Some people on Twitter helpfully post links, all day, to the things on the Internet I need to know. Some people make me laugh. Some people I follow because they're famous, particularly if they are train wrecks and/or cast members of Jersey Shore. But there are others — people I once looked up to, and thought were interesting and smart — who I have been forced to unfollow with extreme prejudice, because Twitter made me hate them. What Twitter has laid bare in a rather uncomfortable way is that people you may like and admire in real life can be total idiots when they are allowed to write anything, anytime in 140 characters or less.
The ambiguous status of the Twitter relationship among people I know in real life — a mix of not-quite-BFFs, slightly more-than-professional relationships, and people who I sometimes get drunk with — makes it a bit awkward to sever things completely. But I have been repeatedly pushed to the breaking point.

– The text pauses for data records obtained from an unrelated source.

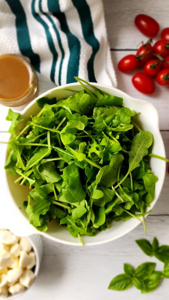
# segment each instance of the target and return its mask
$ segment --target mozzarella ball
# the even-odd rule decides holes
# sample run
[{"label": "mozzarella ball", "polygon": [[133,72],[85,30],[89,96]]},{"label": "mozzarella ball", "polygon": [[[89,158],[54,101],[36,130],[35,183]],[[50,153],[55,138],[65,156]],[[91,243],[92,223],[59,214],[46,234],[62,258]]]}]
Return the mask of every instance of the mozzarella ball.
[{"label": "mozzarella ball", "polygon": [[22,276],[20,277],[20,281],[26,287],[29,287],[32,284],[35,278],[35,274],[30,270],[24,271]]},{"label": "mozzarella ball", "polygon": [[0,255],[0,268],[5,268],[12,263],[13,258],[11,253],[7,252]]},{"label": "mozzarella ball", "polygon": [[7,285],[0,287],[0,296],[5,298],[8,295],[8,288]]},{"label": "mozzarella ball", "polygon": [[20,282],[17,282],[9,288],[9,291],[13,295],[19,293],[22,293],[25,290],[25,288]]},{"label": "mozzarella ball", "polygon": [[17,281],[23,273],[21,268],[16,268],[13,270],[10,270],[7,273],[7,278],[8,282],[12,283]]},{"label": "mozzarella ball", "polygon": [[0,275],[0,287],[4,286],[8,282],[7,275],[5,274],[2,274]]},{"label": "mozzarella ball", "polygon": [[36,265],[36,256],[35,252],[30,252],[29,254],[29,262],[27,268],[31,270]]},{"label": "mozzarella ball", "polygon": [[20,255],[20,247],[18,244],[13,245],[11,248],[10,252],[15,257],[17,257]]},{"label": "mozzarella ball", "polygon": [[19,257],[14,258],[11,264],[8,266],[8,267],[10,269],[14,269],[16,268],[19,268]]},{"label": "mozzarella ball", "polygon": [[18,242],[18,238],[9,230],[0,230],[0,243],[5,245],[13,245]]},{"label": "mozzarella ball", "polygon": [[26,251],[21,251],[19,259],[19,266],[21,268],[26,268],[29,263],[29,258]]}]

There was the writer whose articles I always found insightful and engaging; when I met him in person, even more so. But when I started following him on Twitter I was immediately repulsed: His latest unlikely yoga achievements were a dominant theme.

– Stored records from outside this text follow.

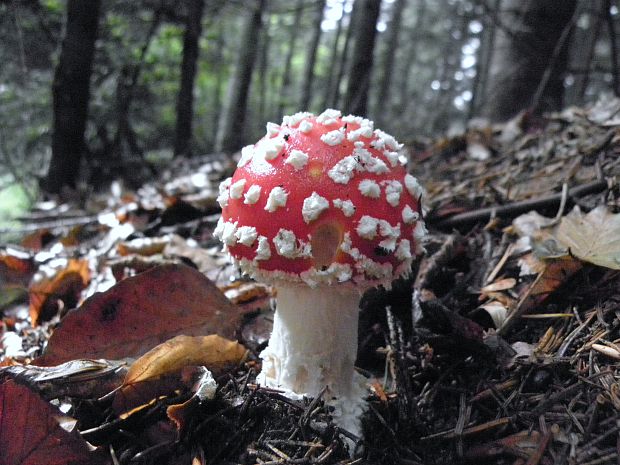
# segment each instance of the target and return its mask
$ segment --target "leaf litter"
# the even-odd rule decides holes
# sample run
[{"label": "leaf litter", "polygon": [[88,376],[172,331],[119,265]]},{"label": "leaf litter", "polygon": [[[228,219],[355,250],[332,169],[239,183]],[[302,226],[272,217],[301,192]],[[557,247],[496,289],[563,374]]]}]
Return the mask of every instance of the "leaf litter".
[{"label": "leaf litter", "polygon": [[[362,300],[361,441],[321,398],[254,383],[271,289],[239,279],[212,236],[234,161],[192,159],[136,192],[33,212],[24,241],[0,249],[0,389],[5,405],[34,396],[23,403],[36,415],[0,438],[54,438],[91,463],[617,463],[616,106],[409,147],[432,234],[409,279]],[[57,276],[81,285],[39,290],[37,272],[59,260]],[[67,274],[70,260],[88,274]],[[50,415],[75,419],[70,437],[52,423],[49,440],[32,437]],[[18,449],[3,460],[19,463]]]}]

Or the acquaintance who is constantly at-replying to celebrities she doesn't know. Even worse, the acquaintance who at-replies to celebrities she does know, thereby demonstrating to the world how cool she is.
Or the author whose books I enjoy, who posts constant updates about the progress of her next novel. Don't people understand that such tweets are best kept to oneself? Even worse are authors whose books have just come out, as their feeds become overwhelmed by links to reviews, at-replies to people who have reviewed them, tiresome reminders to buy their book, etc.
Or the friend who expresses such surprise at being able to fit into a size 4, or the editor who's frustrated because he can only get to his summer place one weekend this month, or all the social-media consultant douchebags who are constantly flying off to conferences in amazing places who complain that their plane is delayed (on second thought, amend that to all social-media consultants, everywhere).
Or anyone who tweets about the iPhone or the iPad more than once. Once, I'll give you. More than that, you're cut off.
Or especially, people whose Foursquare accounts are linked to their Twitter feeds. Please, everyone, stop this.
I am not a perfect Twitter citizen myself, I'll admit. I tweeted perhaps more than necessary from my last vacation, including something about a bikini that I immediately took down upon my return to reality. But there is an easy way to know when I am being really annoying: Qwitter sends an e-mail every day listing the people who have stopped following me.
Then again, sometimes that emboldens me to ruthlessly unfollow others in turn. Heeb magazine, farewell! You were on the cusp anyway.